Ten Time-Saving Tips for NaturallySpeaking

Sometimes the difference between doing well and just getting by when using new software is a well-placed piece of advice from a wiser and more experienced mentor. Here are ten things you may wish somebody had told you before.

Using hotkeys in dialog boxes

The varied features of dialog boxes, the radio buttons, check boxes, and so on, respond unevenly to voice commands. In some dialog boxes, you can say, “Click Never Ask Me This Question Againand have a check mark show up in the Never Ask Me This Question Again check box. In other dialog boxes, it doesn’t work. But saying, “Press Alt S” works every time.

Positioning the microphone the same way every time

Misplaced microphones are the number one cause of error. NaturallySpeaking learns best when you sound the same way every time you say a word. And even if you actually say the word the same way every time, it sounds different if your microphone isn’t in quite the same location.

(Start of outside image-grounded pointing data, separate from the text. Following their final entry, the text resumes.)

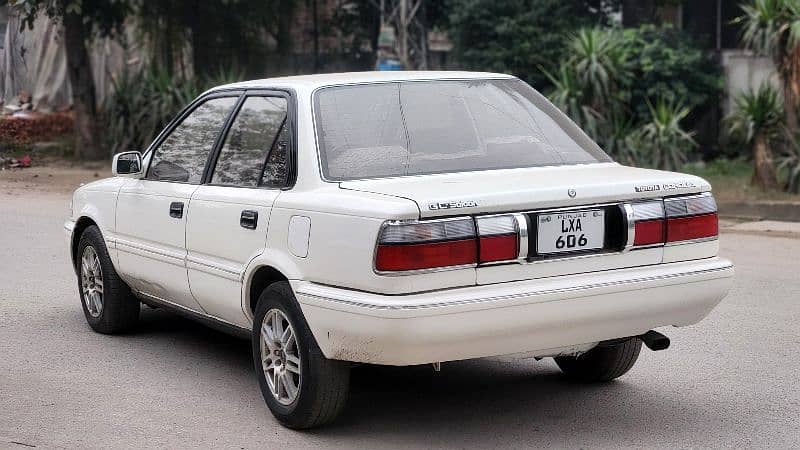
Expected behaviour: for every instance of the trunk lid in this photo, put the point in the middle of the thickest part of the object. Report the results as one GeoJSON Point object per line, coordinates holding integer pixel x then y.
{"type": "Point", "coordinates": [517, 190]}
{"type": "Point", "coordinates": [537, 192]}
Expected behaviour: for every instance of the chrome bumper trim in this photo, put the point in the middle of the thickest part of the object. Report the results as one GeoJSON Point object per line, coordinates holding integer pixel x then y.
{"type": "Point", "coordinates": [584, 287]}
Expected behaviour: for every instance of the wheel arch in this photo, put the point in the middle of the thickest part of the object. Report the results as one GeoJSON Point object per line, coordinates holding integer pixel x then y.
{"type": "Point", "coordinates": [260, 277]}
{"type": "Point", "coordinates": [81, 225]}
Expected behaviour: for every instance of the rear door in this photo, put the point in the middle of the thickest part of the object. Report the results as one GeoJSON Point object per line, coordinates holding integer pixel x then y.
{"type": "Point", "coordinates": [151, 212]}
{"type": "Point", "coordinates": [229, 216]}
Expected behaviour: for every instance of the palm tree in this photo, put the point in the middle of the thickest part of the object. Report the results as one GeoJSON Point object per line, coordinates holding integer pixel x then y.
{"type": "Point", "coordinates": [757, 121]}
{"type": "Point", "coordinates": [587, 85]}
{"type": "Point", "coordinates": [662, 142]}
{"type": "Point", "coordinates": [772, 27]}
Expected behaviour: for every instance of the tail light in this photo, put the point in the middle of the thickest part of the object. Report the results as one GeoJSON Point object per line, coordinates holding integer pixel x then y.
{"type": "Point", "coordinates": [498, 238]}
{"type": "Point", "coordinates": [462, 241]}
{"type": "Point", "coordinates": [675, 219]}
{"type": "Point", "coordinates": [691, 217]}
{"type": "Point", "coordinates": [406, 246]}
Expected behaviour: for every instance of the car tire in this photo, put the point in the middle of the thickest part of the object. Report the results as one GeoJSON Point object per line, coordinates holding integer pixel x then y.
{"type": "Point", "coordinates": [320, 385]}
{"type": "Point", "coordinates": [108, 304]}
{"type": "Point", "coordinates": [602, 363]}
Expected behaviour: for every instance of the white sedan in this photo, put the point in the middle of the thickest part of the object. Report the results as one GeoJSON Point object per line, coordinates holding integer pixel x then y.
{"type": "Point", "coordinates": [395, 218]}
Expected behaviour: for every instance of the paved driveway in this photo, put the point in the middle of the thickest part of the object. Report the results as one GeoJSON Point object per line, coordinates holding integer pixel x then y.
{"type": "Point", "coordinates": [731, 381]}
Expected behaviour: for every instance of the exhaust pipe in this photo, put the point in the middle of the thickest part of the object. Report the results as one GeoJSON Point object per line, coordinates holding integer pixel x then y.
{"type": "Point", "coordinates": [654, 340]}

Changing your mouse habits

These are all those things that you might be in the habit of doing with your computer’s mouse: clicking toolbar buttons, using scroll bars, dragging and dropping, clicking links on web pages, and relocating the cursor.

Also, learn to do the same actions with other commands. Use the web commands with Internet Explorer or Firefox. Say, “Press Page Down” or “Press Page Up” instead of clicking the scroll bar. Use menu commands instead of toolbar buttons. Cut and paste with hotkeys instead of dragging and dropping. Use the Move and Go commands to put the cursor where you want. You can also try the ‘scroll down’ commands to navigate.

Drinking with a straw

Dictating is thirsty work. You can maintain a clear, steady tone of voice and avoid doing damage to your throat if you keep something to drink close at hand and sip it occasionally. But there is no way to raise a cup to your lips without moving the microphone. The solution is to drink through a straw!

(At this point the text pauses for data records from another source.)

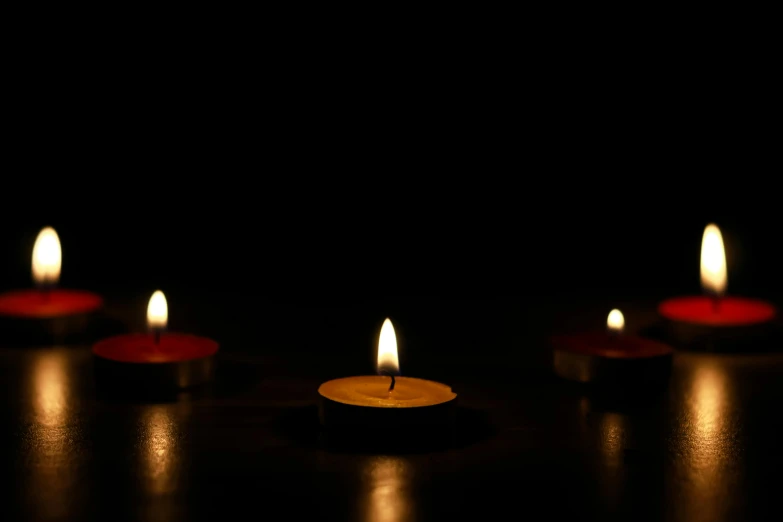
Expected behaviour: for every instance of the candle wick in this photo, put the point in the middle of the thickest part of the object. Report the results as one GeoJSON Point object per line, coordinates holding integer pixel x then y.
{"type": "Point", "coordinates": [46, 291]}
{"type": "Point", "coordinates": [715, 304]}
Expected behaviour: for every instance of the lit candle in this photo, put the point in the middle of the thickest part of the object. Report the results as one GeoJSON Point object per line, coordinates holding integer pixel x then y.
{"type": "Point", "coordinates": [157, 358]}
{"type": "Point", "coordinates": [47, 301]}
{"type": "Point", "coordinates": [714, 314]}
{"type": "Point", "coordinates": [610, 355]}
{"type": "Point", "coordinates": [385, 402]}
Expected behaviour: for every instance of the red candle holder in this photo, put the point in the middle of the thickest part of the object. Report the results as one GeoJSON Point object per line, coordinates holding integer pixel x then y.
{"type": "Point", "coordinates": [716, 321]}
{"type": "Point", "coordinates": [54, 311]}
{"type": "Point", "coordinates": [156, 360]}
{"type": "Point", "coordinates": [610, 356]}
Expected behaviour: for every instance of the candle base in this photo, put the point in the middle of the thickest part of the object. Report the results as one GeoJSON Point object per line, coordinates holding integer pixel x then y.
{"type": "Point", "coordinates": [763, 337]}
{"type": "Point", "coordinates": [149, 378]}
{"type": "Point", "coordinates": [598, 358]}
{"type": "Point", "coordinates": [358, 428]}
{"type": "Point", "coordinates": [736, 324]}
{"type": "Point", "coordinates": [59, 316]}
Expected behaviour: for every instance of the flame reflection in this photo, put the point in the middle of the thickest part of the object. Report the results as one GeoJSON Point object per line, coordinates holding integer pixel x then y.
{"type": "Point", "coordinates": [159, 454]}
{"type": "Point", "coordinates": [53, 461]}
{"type": "Point", "coordinates": [389, 496]}
{"type": "Point", "coordinates": [708, 438]}
{"type": "Point", "coordinates": [708, 408]}
{"type": "Point", "coordinates": [50, 381]}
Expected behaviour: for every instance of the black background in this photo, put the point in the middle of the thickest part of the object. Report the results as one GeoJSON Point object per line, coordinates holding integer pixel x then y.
{"type": "Point", "coordinates": [336, 175]}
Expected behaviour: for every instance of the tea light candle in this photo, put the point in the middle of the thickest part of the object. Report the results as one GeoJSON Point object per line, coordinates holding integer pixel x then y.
{"type": "Point", "coordinates": [157, 358]}
{"type": "Point", "coordinates": [610, 355]}
{"type": "Point", "coordinates": [47, 301]}
{"type": "Point", "coordinates": [715, 316]}
{"type": "Point", "coordinates": [385, 403]}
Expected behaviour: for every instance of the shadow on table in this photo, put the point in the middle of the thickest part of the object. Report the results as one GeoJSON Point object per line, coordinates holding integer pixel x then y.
{"type": "Point", "coordinates": [301, 425]}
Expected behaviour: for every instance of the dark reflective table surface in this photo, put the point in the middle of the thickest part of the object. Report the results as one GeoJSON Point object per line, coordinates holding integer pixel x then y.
{"type": "Point", "coordinates": [702, 446]}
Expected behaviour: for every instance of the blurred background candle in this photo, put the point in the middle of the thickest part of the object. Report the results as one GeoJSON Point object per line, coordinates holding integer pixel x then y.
{"type": "Point", "coordinates": [47, 314]}
{"type": "Point", "coordinates": [609, 356]}
{"type": "Point", "coordinates": [47, 301]}
{"type": "Point", "coordinates": [715, 319]}
{"type": "Point", "coordinates": [156, 359]}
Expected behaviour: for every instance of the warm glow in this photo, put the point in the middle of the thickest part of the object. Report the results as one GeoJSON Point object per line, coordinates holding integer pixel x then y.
{"type": "Point", "coordinates": [47, 257]}
{"type": "Point", "coordinates": [388, 496]}
{"type": "Point", "coordinates": [713, 261]}
{"type": "Point", "coordinates": [615, 322]}
{"type": "Point", "coordinates": [157, 311]}
{"type": "Point", "coordinates": [387, 350]}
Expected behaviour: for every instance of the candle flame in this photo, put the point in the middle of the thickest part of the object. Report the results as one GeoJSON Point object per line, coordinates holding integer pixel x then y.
{"type": "Point", "coordinates": [387, 350]}
{"type": "Point", "coordinates": [157, 311]}
{"type": "Point", "coordinates": [47, 257]}
{"type": "Point", "coordinates": [713, 261]}
{"type": "Point", "coordinates": [615, 322]}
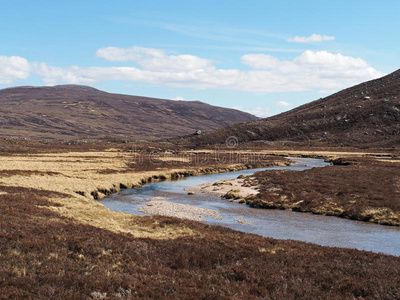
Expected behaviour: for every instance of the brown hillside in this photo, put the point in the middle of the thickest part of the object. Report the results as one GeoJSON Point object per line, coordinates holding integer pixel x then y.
{"type": "Point", "coordinates": [70, 111]}
{"type": "Point", "coordinates": [366, 115]}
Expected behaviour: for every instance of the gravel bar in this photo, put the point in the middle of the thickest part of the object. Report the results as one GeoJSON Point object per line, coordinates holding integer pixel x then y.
{"type": "Point", "coordinates": [157, 206]}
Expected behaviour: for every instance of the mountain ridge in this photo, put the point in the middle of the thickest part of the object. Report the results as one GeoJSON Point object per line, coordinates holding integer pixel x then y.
{"type": "Point", "coordinates": [71, 111]}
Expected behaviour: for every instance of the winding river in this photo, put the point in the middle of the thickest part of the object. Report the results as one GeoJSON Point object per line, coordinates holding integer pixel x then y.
{"type": "Point", "coordinates": [279, 224]}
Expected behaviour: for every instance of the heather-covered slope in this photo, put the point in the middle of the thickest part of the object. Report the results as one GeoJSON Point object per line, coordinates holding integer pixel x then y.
{"type": "Point", "coordinates": [72, 111]}
{"type": "Point", "coordinates": [366, 115]}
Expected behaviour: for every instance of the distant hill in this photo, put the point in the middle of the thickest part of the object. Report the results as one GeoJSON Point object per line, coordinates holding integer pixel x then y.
{"type": "Point", "coordinates": [71, 111]}
{"type": "Point", "coordinates": [363, 116]}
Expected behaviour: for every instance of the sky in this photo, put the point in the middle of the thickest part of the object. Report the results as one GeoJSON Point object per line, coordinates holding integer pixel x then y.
{"type": "Point", "coordinates": [263, 57]}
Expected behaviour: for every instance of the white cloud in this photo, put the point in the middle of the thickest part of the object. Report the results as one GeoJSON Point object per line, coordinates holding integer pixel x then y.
{"type": "Point", "coordinates": [179, 98]}
{"type": "Point", "coordinates": [154, 59]}
{"type": "Point", "coordinates": [13, 68]}
{"type": "Point", "coordinates": [51, 75]}
{"type": "Point", "coordinates": [312, 70]}
{"type": "Point", "coordinates": [283, 103]}
{"type": "Point", "coordinates": [313, 38]}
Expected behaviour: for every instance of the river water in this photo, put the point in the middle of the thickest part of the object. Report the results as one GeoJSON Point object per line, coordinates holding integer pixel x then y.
{"type": "Point", "coordinates": [279, 224]}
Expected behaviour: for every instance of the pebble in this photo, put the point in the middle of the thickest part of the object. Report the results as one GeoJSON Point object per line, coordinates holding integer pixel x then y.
{"type": "Point", "coordinates": [183, 211]}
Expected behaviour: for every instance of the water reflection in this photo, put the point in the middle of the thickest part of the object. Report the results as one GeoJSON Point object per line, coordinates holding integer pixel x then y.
{"type": "Point", "coordinates": [322, 230]}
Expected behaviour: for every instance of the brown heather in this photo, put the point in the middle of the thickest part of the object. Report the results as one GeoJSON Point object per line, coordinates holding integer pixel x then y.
{"type": "Point", "coordinates": [365, 189]}
{"type": "Point", "coordinates": [55, 243]}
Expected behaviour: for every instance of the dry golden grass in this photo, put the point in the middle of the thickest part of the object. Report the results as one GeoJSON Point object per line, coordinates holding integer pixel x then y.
{"type": "Point", "coordinates": [86, 176]}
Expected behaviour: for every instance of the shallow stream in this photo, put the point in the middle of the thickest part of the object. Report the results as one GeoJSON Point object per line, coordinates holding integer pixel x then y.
{"type": "Point", "coordinates": [279, 224]}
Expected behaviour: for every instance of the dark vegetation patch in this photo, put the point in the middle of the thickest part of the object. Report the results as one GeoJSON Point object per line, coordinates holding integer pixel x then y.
{"type": "Point", "coordinates": [47, 256]}
{"type": "Point", "coordinates": [349, 190]}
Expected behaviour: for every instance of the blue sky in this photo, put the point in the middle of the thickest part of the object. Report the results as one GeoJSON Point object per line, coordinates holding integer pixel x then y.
{"type": "Point", "coordinates": [263, 57]}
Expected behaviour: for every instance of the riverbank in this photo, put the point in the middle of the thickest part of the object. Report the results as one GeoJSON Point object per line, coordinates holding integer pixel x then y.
{"type": "Point", "coordinates": [364, 189]}
{"type": "Point", "coordinates": [81, 177]}
{"type": "Point", "coordinates": [58, 242]}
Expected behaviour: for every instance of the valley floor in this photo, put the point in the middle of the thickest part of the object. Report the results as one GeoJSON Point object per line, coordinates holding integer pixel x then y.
{"type": "Point", "coordinates": [58, 242]}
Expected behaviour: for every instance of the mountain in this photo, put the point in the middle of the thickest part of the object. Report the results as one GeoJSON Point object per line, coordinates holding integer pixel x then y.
{"type": "Point", "coordinates": [363, 116]}
{"type": "Point", "coordinates": [70, 111]}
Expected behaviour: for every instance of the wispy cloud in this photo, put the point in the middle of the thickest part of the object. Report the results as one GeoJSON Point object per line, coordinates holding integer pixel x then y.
{"type": "Point", "coordinates": [13, 68]}
{"type": "Point", "coordinates": [309, 39]}
{"type": "Point", "coordinates": [283, 104]}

Turning off automatic spell checking in word processors

NaturallySpeaking is incapable of making a spelling error. So spell-checking is a waste of your computer’s resources. If NaturallySpeaking seems a bit sluggish when you’re using a word processor, turn off that word processor’s spell checker.

In Word, choose Tools→Options from the menu, and then click the Spelling and Grammar tab. Make sure the Check Spelling As You Type check box isn’t selected.

Working on small pieces of large documents

This tip is another RAM-saver. Large documents take up a lot of your computer’s memory, memory that could be better applied to improving the performance of NaturallySpeaking. Don’t make your computer keep your whole novel in memory if you really only need to work on one scene. Put the scene in a separate file and work on that file instead.

Using dictation shortcuts

You can save a lot of time by teaching NaturallySpeaking some shortcuts. Teach your NaturallySpeaking assistant to type “the Honorable Judge James J. Wackelgoober” when you say “the boss,” or to reproduce your full street address when you say “my address.”

Turning the microphone off when you stop dictating

NaturallySpeaking and the microphone that comes with it are usually good enough that they don’t pay attention to random noises. The microphone doesn’t, however, know that you have just picked up the phone or are talking to the person who just came into your office. It's good to get in the habit of pressing the + key on the keyboard (or clicking the microphone icon) when you are interrupted or otherwise done dictating.

Selecting or correcting longer phrases

When you dictate “a hippopotamus” and NaturallySpeaking types “the hippopotamus,” don’t just say, “Correct the.” NaturallySpeaking may mishear it again, and there’s bound to be a "the" in your document somewhere else that it will try to correct instead.

Speak the command, “Correct the hippopotamus.” Chances are good that only one occurrence of “the hippopotamus” is currently displayed and that NaturallySpeaking will pick it out for you right away.

Using the physical mouse and keyboard

In theory, you can do just about anything with the NaturallySpeaking voice commands. Voice commands like MouseGrid and Click give you a virtual mouse. Sometimes, however, doing something by voice is simply a pain. If you know that you can do it in three clicks of a mouse’s tail, do it. You’ll have better days, and you can figure out how to handle the situation with voice commands then. Meanwhile, you stay productive.